An adequate trial means taking the medication at a therapeutic dose for at least six to eight weeks. Many people stop too early because they don’t feel better in two weeks. But antidepressants often take four to six weeks to show real effects. If you didn’t reach the recommended dose or quit before eight weeks, it doesn’t count as a true trial.
Can I try esketamine at home?
No. Esketamine (Spravato) must be administered in a certified clinic under medical supervision. You’ll need to stay for at least two hours after each dose because of the risk of dissociation or increased blood pressure. It’s not a take-home medication.
Is rTMS painful?
No. You’ll feel a tapping or clicking sensation on your scalp, and some people get mild headaches afterward. It’s not electric shock therapy. There’s no anesthesia, no memory loss, and no recovery time. Most people return to work or daily activities right after.
How long does it take for augmentation to work?
It varies. Aripiprazole or lithium may take two to four weeks to show effects. Quetiapine can work faster, sometimes within a week. Esketamine works in hours. But full benefit usually takes four to six weeks. Patience is key.
Are there natural supplements that help with TRD?
Some supplements like omega-3s, vitamin D, or SAM-e have been studied, but none have strong enough evidence to replace proven treatments. They might help a little as add-ons, but don’t rely on them alone. Always talk to your doctor-some supplements can interact with antidepressants.
2 Comments
Depression isn't a choice, but the system treats it like one. We medicate, we monitor, we measure - but no one asks what’s broken in the world that makes healing so damn hard. We need to stop pretending biology is the only player here. Trauma, poverty, isolation - these aren't just background noise. They're the fuel.
And yet, we celebrate a 24.8% remission rate like it’s a miracle. It’s not. It’s a failure of scale. We’re patching holes in a sinking ship while ignoring the ocean rising around us.
I’ve seen people on aripiprazole for years. Still crying at 3 a.m. Still skipping meals. Still afraid to answer the phone. The meds help a little - but they don’t bring back the person who used to laugh at dumb memes or dance in the kitchen.
Therapy? Sure. But if your therapist charges $200/hour and you’re working two jobs just to keep the lights on, what good is CBT? We need systemic change, not just pharmacological tweaks.
Psilocybin trials? Cool. But if it stays a luxury for the wealthy, we’ve just built a new kind of elite healing cult. The real breakthrough won’t be a drug - it’ll be a society that stops punishing people for being broken.
I’m not saying meds are useless. I’m saying they’re a bandage on a gunshot wound. And we’re running out of bandages.

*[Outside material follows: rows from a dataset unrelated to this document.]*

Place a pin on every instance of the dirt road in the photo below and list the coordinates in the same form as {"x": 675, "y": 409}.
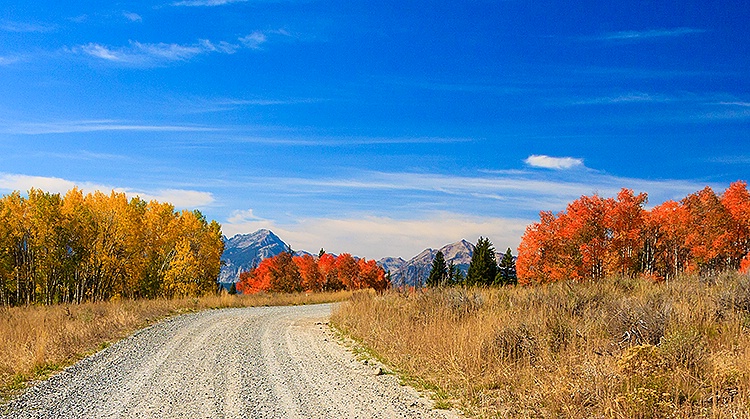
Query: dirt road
{"x": 265, "y": 362}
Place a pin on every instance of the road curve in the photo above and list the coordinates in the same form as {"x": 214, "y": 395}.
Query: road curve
{"x": 262, "y": 362}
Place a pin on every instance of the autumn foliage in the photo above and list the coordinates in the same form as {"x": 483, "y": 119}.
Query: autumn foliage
{"x": 95, "y": 247}
{"x": 287, "y": 273}
{"x": 595, "y": 237}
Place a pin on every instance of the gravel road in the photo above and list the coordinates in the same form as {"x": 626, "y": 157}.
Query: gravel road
{"x": 263, "y": 362}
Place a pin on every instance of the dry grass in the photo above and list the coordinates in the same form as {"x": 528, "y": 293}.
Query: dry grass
{"x": 38, "y": 340}
{"x": 619, "y": 348}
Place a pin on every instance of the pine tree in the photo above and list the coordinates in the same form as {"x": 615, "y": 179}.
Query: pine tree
{"x": 506, "y": 272}
{"x": 483, "y": 266}
{"x": 439, "y": 273}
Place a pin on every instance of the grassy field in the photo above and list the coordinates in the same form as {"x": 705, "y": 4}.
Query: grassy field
{"x": 619, "y": 348}
{"x": 36, "y": 341}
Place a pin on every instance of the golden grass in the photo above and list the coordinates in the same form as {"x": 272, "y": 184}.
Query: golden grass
{"x": 38, "y": 340}
{"x": 618, "y": 348}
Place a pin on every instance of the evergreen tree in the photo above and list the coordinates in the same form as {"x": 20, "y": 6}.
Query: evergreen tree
{"x": 439, "y": 273}
{"x": 483, "y": 266}
{"x": 506, "y": 272}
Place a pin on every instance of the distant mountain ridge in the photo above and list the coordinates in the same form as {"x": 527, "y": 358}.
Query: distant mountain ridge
{"x": 244, "y": 251}
{"x": 415, "y": 271}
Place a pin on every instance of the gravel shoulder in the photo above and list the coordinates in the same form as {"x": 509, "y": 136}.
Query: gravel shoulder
{"x": 261, "y": 362}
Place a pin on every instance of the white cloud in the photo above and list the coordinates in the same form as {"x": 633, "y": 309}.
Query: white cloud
{"x": 139, "y": 54}
{"x": 378, "y": 237}
{"x": 254, "y": 40}
{"x": 133, "y": 17}
{"x": 180, "y": 198}
{"x": 8, "y": 60}
{"x": 206, "y": 2}
{"x": 25, "y": 27}
{"x": 650, "y": 34}
{"x": 635, "y": 97}
{"x": 64, "y": 127}
{"x": 557, "y": 163}
{"x": 740, "y": 104}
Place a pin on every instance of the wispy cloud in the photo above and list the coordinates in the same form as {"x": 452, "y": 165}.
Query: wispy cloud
{"x": 8, "y": 60}
{"x": 521, "y": 193}
{"x": 180, "y": 198}
{"x": 254, "y": 40}
{"x": 196, "y": 3}
{"x": 145, "y": 55}
{"x": 634, "y": 97}
{"x": 64, "y": 127}
{"x": 133, "y": 17}
{"x": 739, "y": 104}
{"x": 649, "y": 34}
{"x": 557, "y": 163}
{"x": 206, "y": 105}
{"x": 137, "y": 54}
{"x": 337, "y": 141}
{"x": 26, "y": 27}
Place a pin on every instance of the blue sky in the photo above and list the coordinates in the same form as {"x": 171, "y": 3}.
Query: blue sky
{"x": 374, "y": 128}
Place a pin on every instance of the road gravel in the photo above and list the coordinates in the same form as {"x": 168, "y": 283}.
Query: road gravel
{"x": 262, "y": 362}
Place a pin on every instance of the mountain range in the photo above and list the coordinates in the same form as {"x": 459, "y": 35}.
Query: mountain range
{"x": 242, "y": 252}
{"x": 245, "y": 251}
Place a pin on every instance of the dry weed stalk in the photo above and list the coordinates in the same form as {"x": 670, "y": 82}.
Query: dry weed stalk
{"x": 617, "y": 348}
{"x": 38, "y": 340}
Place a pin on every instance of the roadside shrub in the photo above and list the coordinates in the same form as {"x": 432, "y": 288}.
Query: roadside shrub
{"x": 636, "y": 322}
{"x": 514, "y": 344}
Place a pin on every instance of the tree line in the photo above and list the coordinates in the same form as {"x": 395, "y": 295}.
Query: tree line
{"x": 92, "y": 247}
{"x": 326, "y": 272}
{"x": 484, "y": 269}
{"x": 594, "y": 237}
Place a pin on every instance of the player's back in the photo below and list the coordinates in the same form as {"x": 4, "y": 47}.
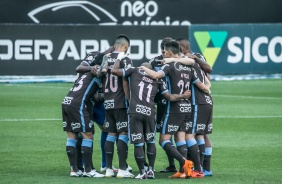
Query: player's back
{"x": 83, "y": 89}
{"x": 143, "y": 90}
{"x": 178, "y": 78}
{"x": 113, "y": 85}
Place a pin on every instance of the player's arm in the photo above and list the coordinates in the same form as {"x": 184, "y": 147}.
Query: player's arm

Let’s talk about housing. Let’s talk about wages. Let’s talk about why we think a human being’s worth is tied to their productivity. That’s the real augmentation we need.
i read this whole thing and just cried. not because im depressed, but because i finally feel seen. thank you for writing this. i’ve been told i’m ‘just not trying hard enough’ so many times. it’s not true. it’s biology. and it’s real.